Il y a quelques années, la région Île-de-France a voulu faire porter ce message en votant un voeu allant dans le sens de cette dépénalisation universelle. En effet, par la voix de sa présidente, Valérie Pécresse, le conseil régional s’est engagé depuis des années contre l’homophobie et la lutte contre toutes les discriminations, que nous avons érigées en priorité. Nous soutenons le milieu associatif qui oeuvre contre l'exclusion des personnes LGBT notamment à travers des dispositifs d’aide aux jeunes en rupture sociale et familiale, nous menons des actions dans le sport par la signature de conventions pluriannuelles avec le mouvement sportif francilien, pour que les ligues et comités régionaux s’engagent pour la lutte contre toutes les formes de discrimination. Nous soutenons toutes les actions de sensibilisation et d’information auprès des lycéens et des étudiants sur la lutte contre l’homophobie. C’est un éventail d’actions que nous portons depuis des années car nous voyons également dans nos pays, en Europe et aux Etats-Unis, des offensives politiques visant à faire régresser les droits des homosexuels. Rien n’est jamais acquis et notre devoir de vigilance doit être absolu et constant.
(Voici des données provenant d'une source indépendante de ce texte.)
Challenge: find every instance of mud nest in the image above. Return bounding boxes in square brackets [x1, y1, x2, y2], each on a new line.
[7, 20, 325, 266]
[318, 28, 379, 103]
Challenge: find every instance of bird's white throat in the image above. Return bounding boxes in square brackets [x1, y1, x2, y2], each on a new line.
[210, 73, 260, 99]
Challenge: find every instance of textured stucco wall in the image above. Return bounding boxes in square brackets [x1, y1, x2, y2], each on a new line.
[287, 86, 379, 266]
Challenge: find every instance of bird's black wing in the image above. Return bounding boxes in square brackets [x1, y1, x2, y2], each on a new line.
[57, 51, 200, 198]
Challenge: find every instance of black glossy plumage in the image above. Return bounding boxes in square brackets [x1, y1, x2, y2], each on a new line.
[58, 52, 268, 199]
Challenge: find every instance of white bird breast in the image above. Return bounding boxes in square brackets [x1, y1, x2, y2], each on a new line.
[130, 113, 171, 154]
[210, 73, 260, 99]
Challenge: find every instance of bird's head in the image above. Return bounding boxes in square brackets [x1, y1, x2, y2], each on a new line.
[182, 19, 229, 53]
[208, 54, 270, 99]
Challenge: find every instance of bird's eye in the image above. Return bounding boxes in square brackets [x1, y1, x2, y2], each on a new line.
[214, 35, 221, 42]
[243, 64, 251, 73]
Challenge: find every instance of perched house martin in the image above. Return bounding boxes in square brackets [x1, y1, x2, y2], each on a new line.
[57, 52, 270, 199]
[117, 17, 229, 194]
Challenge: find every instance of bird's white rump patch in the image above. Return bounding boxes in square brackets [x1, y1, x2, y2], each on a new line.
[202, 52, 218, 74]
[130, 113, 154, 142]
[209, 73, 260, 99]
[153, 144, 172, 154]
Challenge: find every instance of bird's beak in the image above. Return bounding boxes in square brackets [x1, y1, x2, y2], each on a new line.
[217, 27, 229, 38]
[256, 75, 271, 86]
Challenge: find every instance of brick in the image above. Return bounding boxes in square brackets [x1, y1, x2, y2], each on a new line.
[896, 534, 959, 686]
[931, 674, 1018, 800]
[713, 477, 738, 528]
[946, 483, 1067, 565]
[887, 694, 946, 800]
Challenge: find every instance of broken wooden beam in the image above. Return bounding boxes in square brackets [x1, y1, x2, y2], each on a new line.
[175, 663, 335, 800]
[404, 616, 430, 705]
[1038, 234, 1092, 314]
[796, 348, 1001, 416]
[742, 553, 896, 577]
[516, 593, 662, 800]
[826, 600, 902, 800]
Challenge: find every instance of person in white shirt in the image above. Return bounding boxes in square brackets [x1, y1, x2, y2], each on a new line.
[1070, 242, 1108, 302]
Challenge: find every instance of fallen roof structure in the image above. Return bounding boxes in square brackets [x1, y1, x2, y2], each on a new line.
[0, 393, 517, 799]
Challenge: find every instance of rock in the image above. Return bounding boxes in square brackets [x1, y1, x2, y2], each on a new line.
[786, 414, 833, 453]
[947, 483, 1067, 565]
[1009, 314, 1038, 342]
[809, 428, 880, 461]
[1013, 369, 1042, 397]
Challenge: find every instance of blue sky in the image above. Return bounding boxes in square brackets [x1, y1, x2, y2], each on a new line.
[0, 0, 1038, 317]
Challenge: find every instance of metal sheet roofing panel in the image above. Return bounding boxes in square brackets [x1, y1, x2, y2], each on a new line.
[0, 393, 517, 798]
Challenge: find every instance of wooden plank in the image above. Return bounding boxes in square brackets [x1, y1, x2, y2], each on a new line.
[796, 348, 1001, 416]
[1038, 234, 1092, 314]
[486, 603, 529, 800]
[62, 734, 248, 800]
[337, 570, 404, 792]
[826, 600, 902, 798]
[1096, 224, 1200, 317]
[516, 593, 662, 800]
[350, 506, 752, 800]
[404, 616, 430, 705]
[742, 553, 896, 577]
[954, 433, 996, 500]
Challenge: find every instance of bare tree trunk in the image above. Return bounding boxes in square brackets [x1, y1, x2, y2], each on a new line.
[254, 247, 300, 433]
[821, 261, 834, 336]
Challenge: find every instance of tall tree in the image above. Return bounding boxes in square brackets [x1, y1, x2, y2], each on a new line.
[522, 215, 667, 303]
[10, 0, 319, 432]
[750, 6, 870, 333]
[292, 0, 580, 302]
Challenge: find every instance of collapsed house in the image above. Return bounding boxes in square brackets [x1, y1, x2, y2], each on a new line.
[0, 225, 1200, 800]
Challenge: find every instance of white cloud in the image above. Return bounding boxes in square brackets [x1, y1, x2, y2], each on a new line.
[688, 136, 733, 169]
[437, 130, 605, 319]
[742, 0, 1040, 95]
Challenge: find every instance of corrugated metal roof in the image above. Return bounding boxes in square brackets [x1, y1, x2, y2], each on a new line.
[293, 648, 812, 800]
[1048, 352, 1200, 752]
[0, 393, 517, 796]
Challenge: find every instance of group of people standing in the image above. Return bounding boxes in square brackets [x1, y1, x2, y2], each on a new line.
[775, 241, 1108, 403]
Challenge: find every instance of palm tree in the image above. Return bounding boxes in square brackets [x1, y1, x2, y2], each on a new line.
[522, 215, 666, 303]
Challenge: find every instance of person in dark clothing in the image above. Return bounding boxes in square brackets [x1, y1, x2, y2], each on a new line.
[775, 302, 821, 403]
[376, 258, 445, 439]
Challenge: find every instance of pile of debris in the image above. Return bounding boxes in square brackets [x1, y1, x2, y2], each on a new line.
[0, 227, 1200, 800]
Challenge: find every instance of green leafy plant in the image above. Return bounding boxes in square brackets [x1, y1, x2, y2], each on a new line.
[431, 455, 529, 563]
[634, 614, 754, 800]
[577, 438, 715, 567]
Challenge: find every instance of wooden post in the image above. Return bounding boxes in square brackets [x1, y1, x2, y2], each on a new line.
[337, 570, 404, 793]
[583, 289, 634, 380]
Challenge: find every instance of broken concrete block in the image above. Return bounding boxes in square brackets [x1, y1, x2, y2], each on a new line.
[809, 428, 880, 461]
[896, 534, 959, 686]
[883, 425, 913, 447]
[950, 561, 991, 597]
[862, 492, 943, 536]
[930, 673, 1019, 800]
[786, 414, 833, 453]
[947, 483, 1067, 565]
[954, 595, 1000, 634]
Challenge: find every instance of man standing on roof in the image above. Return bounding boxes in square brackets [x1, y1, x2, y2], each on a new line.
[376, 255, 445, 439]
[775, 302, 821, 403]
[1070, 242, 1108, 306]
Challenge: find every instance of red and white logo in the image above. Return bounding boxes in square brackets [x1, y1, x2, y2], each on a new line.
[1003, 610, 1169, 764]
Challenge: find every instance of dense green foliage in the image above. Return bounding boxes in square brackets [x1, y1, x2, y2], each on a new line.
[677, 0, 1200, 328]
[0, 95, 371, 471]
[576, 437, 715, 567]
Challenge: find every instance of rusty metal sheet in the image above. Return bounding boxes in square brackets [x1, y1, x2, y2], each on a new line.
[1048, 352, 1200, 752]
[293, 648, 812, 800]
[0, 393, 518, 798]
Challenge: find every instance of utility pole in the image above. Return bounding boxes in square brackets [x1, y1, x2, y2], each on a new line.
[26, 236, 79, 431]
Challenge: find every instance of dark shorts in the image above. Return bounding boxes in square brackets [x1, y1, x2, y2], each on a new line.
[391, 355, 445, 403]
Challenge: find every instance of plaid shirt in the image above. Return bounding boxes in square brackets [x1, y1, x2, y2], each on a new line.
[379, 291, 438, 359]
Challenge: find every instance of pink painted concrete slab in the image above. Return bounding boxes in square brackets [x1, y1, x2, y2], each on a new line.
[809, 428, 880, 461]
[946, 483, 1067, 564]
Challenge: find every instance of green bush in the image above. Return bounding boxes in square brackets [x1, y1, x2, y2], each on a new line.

En ce jour symbolique, nous voulons redonner de la visibilité à ce combat. Si la tâche s'avère compliquée, si les obstacles sont nombreux, si l’intolérance et l’hostilité demeurent, si le contexte géopolitique participe à la relégation de ces sujets, nous avons le devoir de poursuivre nos efforts avec pédagogie et fermeté pour réaffirmer que la dépénalisation universelle de l’homosexualité est l’affaire de tous et que vivre librement son orientation sexuelle un droit fondamental de l’Homme.